A este recurso se opone el actor.

Comencemos consignando los antecedentes de hecho más relevantesque concluimos del examen de toda la causa:

1. El actor, don Hugo, nacido en fecha NUM000 de 1997, y, por tanto, con 22 años de edad en la actualidad, es hijo del demandado, don Gustavo, nacido en el seno de una relación sentimental con convivencia del mismo con su madre, cuya ruptura sitúan ambas partes cuando el hijo contaba con unos 4 o 5 años de edad, conviviendo el mismo desde entonces solo con su madre.

2. No consta probado el abono de pensión de alimentos alguna desde la separación de ambos progenitores por el demandado a favor de su hijo.

3. Nunca antes se instó por ninguno de los progenitores procedimiento para el establecimiento de medidas paterno-filiales -patria potestad, guarda y custodia, visitas, alimentos, etc.-

4. La relación entre padre e hijo es inexistente desde hace años, prácticamente, desde la ruptura sentimental de los progenitores.

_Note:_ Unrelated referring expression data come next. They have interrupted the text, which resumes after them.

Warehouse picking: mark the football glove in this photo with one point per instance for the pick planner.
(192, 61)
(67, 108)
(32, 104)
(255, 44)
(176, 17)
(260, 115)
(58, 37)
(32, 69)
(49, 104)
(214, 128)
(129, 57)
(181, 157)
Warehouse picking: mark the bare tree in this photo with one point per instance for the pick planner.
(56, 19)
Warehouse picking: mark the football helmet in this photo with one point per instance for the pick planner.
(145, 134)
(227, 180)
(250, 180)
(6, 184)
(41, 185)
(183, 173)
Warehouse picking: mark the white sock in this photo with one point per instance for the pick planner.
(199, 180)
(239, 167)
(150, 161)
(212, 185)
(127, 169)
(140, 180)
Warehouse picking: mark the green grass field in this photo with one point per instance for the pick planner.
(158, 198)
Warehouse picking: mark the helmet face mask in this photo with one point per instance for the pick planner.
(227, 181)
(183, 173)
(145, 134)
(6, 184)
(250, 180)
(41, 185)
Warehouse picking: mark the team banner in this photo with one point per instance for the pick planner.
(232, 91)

5. El actor, quien tras la ESO, ha realizado un ciclo formativo Grado Medio 'Gestión Administrativa' en el Centro privado ' DIRECCION001' de DIRECCION000, en los años académicos 2015/2016 y 2016/2017, con una nota media de 8,08, está estudiando actualmente un ciclo formativo de grado superior 'Marketing y Publicidad', en el Instituto DIRECCION002 en Cáceres, que va aprobando, con una nota media de notable.

6. El actor no desempeña ni ha desempeñado actividad laboral retribuida alguna y no consta inscrito como demandante de empleo en el Sexpe.

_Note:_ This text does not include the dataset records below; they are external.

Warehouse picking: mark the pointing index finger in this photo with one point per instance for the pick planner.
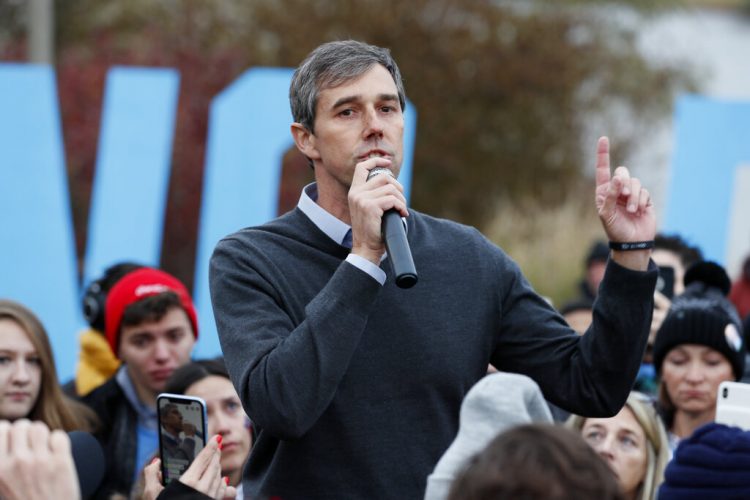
(602, 161)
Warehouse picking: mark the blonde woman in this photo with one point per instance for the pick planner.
(28, 379)
(633, 443)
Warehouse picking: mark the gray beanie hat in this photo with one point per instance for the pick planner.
(496, 403)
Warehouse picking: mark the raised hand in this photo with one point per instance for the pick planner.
(624, 207)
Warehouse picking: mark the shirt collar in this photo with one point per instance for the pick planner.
(330, 225)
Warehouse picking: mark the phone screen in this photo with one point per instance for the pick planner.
(665, 282)
(733, 404)
(182, 433)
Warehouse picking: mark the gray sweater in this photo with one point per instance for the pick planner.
(356, 388)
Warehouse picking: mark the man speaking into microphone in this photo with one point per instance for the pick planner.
(354, 383)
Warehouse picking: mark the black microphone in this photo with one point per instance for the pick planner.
(394, 234)
(89, 459)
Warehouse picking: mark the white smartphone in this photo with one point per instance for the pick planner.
(733, 405)
(182, 433)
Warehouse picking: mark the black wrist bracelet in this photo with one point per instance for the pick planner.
(631, 245)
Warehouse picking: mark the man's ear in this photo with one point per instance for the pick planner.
(304, 139)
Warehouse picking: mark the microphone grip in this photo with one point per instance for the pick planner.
(399, 253)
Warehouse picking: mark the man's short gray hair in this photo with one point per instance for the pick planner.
(331, 65)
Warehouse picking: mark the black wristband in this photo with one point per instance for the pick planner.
(631, 245)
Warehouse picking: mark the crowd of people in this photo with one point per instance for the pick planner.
(336, 383)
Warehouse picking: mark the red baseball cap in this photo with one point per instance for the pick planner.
(138, 285)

7. El actor carece de independencia económica y sigue residiendo en casa de su madre.

8. La madre del actor doña Rosaura trabaja en la entidad DIRECCION003., en la categoría profesional de limpiadora, siendo su sueldo líquido, a fecha enero de 2019, 1.020,02 euros/mes.

9. El demandado es médico de profesión, trabaja en el SES, con una nómina de unos 3.000 euros/mes, y además, tiene o ha tenido hasta época muy reciente una consulta privada de odontología.

Es propietario de varios vehículos, así como de varios inmuebles.

SEGUNDO.-Primer Motivo: Vulneración del artículo 143 del Código Civil , falta de litisconsorcio pasivo necesario.

Afirma el recurrente que concurre en el caso de autos la excepción de falta del litisconsorcio pasivo necesario, al haber demandado el actor única y exclusivamente a su padre, obviando demandar a la madre.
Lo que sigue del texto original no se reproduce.